No. 444.
Mr. Bayard to Major Kloss.

Sir: I have the honor to acknowledge the receipt of Colonel Frey’s note of the 21st instant, communicating to me copy of a circular note of the High Federal Council, dated 1st June, 1886, whereby the Government of the United States is invited to be represented at a conference to be held at Berne on the 6th of September next, by a delegate empowered to sign the international convention for the protection of works of literature and art, which was drawn up by the international conference assembled at Berne from the 7th to the 18th September, 1885.

The note of the honorable President of the Confederation refers to the previous invitation of the Federal Council, dated 6th November, 1885, which was communicated to me with your note of the 24th December of that year, in which the views of the Government of the United States were solicited—touching its participation in the proposed international conference for the purpose of adopting the suggested measure for the general protection of literary and artistic property.
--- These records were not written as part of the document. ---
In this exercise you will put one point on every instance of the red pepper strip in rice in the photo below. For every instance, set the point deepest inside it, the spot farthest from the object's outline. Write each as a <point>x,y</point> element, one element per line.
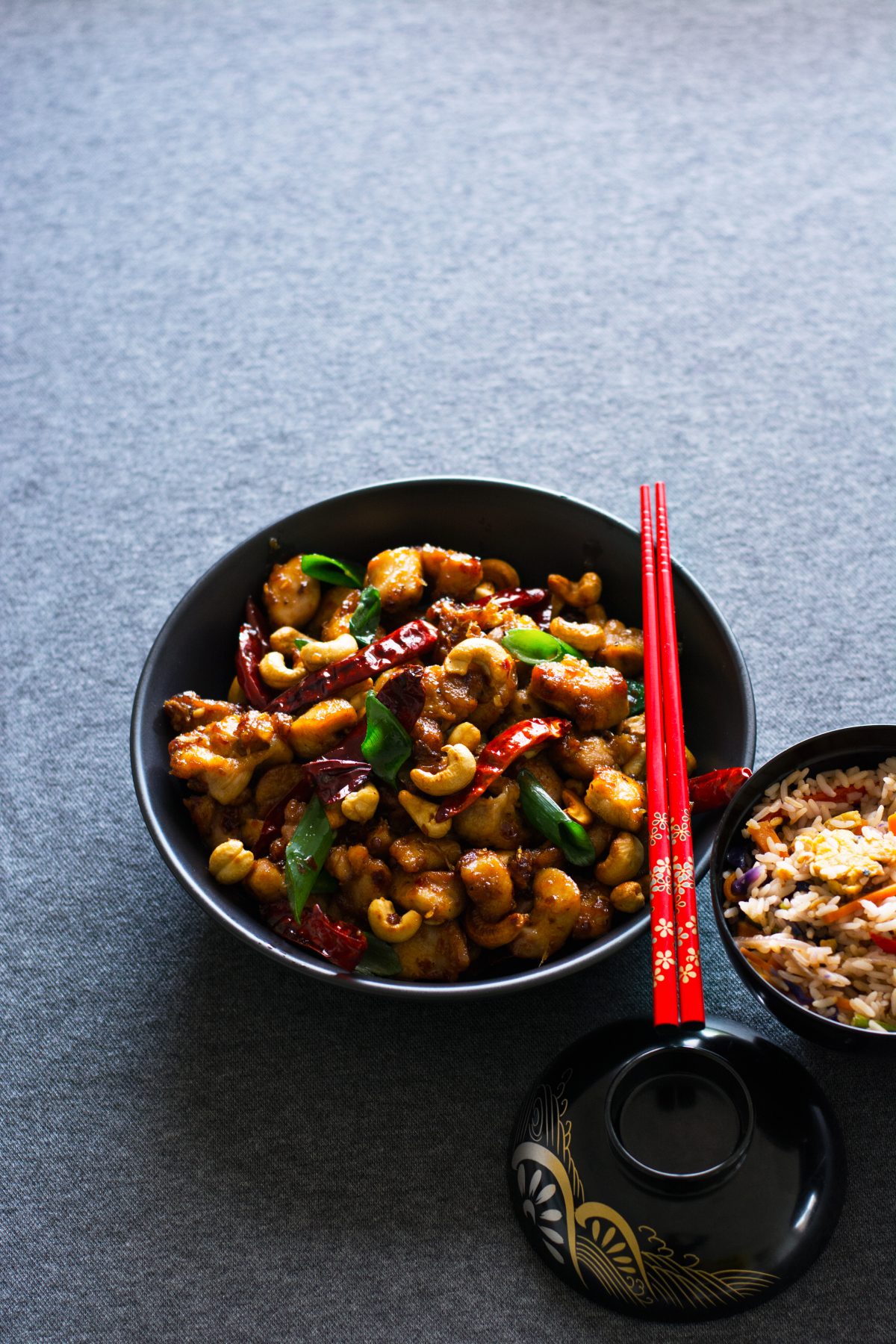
<point>497,756</point>
<point>716,789</point>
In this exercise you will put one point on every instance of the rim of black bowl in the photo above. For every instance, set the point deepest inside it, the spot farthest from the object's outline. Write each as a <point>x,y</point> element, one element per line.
<point>290,956</point>
<point>837,742</point>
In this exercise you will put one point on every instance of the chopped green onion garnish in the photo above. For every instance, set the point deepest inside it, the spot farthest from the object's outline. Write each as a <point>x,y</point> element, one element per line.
<point>551,820</point>
<point>381,959</point>
<point>307,855</point>
<point>386,744</point>
<point>327,570</point>
<point>366,617</point>
<point>538,647</point>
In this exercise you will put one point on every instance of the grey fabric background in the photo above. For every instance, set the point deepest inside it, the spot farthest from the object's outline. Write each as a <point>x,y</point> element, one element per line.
<point>257,252</point>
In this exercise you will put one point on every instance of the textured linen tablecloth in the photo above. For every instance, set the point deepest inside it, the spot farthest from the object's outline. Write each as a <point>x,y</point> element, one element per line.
<point>260,252</point>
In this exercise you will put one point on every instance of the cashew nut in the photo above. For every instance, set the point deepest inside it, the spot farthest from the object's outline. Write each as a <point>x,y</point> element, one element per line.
<point>422,812</point>
<point>494,934</point>
<point>554,913</point>
<point>465,735</point>
<point>361,804</point>
<point>319,727</point>
<point>290,596</point>
<point>582,593</point>
<point>628,898</point>
<point>617,799</point>
<point>499,667</point>
<point>622,862</point>
<point>267,882</point>
<point>588,638</point>
<point>388,925</point>
<point>230,862</point>
<point>320,653</point>
<point>284,638</point>
<point>457,772</point>
<point>273,668</point>
<point>575,808</point>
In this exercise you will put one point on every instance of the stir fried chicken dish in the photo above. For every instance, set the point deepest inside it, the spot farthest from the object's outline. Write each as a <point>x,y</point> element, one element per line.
<point>421,768</point>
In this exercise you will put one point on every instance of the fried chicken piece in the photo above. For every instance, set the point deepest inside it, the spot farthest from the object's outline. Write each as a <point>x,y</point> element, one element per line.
<point>435,952</point>
<point>223,754</point>
<point>595,912</point>
<point>455,623</point>
<point>594,698</point>
<point>494,820</point>
<point>578,757</point>
<point>453,573</point>
<point>188,709</point>
<point>398,576</point>
<point>361,878</point>
<point>622,648</point>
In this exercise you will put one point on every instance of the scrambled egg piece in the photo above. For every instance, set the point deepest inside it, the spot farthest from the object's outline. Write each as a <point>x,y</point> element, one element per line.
<point>847,862</point>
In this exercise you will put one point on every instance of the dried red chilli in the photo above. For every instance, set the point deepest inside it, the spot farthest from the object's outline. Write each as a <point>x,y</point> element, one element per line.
<point>516,600</point>
<point>497,756</point>
<point>408,643</point>
<point>716,789</point>
<point>252,647</point>
<point>340,942</point>
<point>344,769</point>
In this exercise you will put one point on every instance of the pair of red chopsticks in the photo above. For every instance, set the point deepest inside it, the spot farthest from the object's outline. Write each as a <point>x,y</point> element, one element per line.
<point>677,983</point>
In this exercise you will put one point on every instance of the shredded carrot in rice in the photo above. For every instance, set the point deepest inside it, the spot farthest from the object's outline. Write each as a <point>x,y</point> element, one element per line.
<point>853,907</point>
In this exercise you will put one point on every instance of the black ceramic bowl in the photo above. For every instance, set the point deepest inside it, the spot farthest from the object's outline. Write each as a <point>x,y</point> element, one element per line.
<point>837,750</point>
<point>539,532</point>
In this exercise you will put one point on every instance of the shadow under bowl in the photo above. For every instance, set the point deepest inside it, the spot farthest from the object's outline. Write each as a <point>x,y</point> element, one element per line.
<point>839,749</point>
<point>539,532</point>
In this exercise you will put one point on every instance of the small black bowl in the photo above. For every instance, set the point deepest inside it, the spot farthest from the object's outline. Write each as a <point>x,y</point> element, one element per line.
<point>539,532</point>
<point>837,750</point>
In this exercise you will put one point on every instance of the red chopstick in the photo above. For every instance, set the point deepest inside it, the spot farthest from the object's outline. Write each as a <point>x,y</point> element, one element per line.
<point>662,933</point>
<point>685,894</point>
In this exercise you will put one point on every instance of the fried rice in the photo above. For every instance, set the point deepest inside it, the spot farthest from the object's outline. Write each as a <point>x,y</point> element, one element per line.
<point>813,897</point>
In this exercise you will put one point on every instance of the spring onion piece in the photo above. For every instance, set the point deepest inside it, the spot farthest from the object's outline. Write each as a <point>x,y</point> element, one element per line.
<point>366,617</point>
<point>327,570</point>
<point>538,647</point>
<point>862,1021</point>
<point>307,853</point>
<point>379,959</point>
<point>551,820</point>
<point>741,885</point>
<point>386,744</point>
<point>635,697</point>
The important question of international copyright has been before the Congress of the United States for several years, and a legislative measure is there pending, which will authorize the conclusion of international treaties on the subject. The matter has not advanced far enough in the legislative channel to enable the Executive to act with the desirable knowledge that the course it might adopt would be likely to agree with the views of Congress. Moreover, the Constitution of the United States enumerates among the powers expressly reserved to Congress that to “Promote the progress of science and the useful arts by securing for limited times to authors and inventors the exclusive right to their respective writings and discoveries,” which implies that the origination and limitation of measures to those ends rests with the legislative rather than the treaty-making power. Copyrights and patents are on the same footing of regulation by Federal legislation, and the Executive branch of this Government cannot be unmindful that the Senate has only recently withheld its advice and consent from an international convention for the protection of industrial property, which modified and [Page 862] enlarged for the benefit of foreigners the municipal laws of the United States in regard to patents.

All these considerations have necessarily deferred a reply to the invitation of the High Federal Council of November 6, 1885, and the continued pendency of measures in Congress makes it, as yet, impracticable for the United States to depute a plenipotentiary to attend the forthcoming conference at Berne for the purpose of signing the proposed international copyright convention.

The attitude of this Government toward the project is merely of expediency and reserve. In principle, it favors the plan, but without determinate views as to the shape it should assume, and is at present unprepared to suggest modifications which might conform the convention to the legislation which Congress may hereafter deem appropriate. Without feeling authorized to join in the proposed convention as a full signatory, we do not thereby wish to be understood as opposing the measure in any way; on the contrary, the Government of the United States reserve, and without prejudice, the privilege of future accession to the international convention should it become expedient and practicable to do so, under the provisions of article 18 thereof, which declares that—

Countries which have not joined in the present convention and which, by their municipal laws, assure legal protection to the rights whereof this convention treats, shall be admitted to accede thereto on their request to that effect.

To exhibit its benevolence toward the principle involved, the Government of the United States will take pleasure in instructing its representive at Berne, Mr. Boyd Winchester, to attend as a delegate the conference of September next under the reserve herein indicated.

Mr. Winchester will not be empowered to sign the international convention on behalf of the United States, but he will be authorized and instructed to declare to the Conference that the United States, not being parties to the proposed convention, reserve their privilege of future accession under article 18 thereof.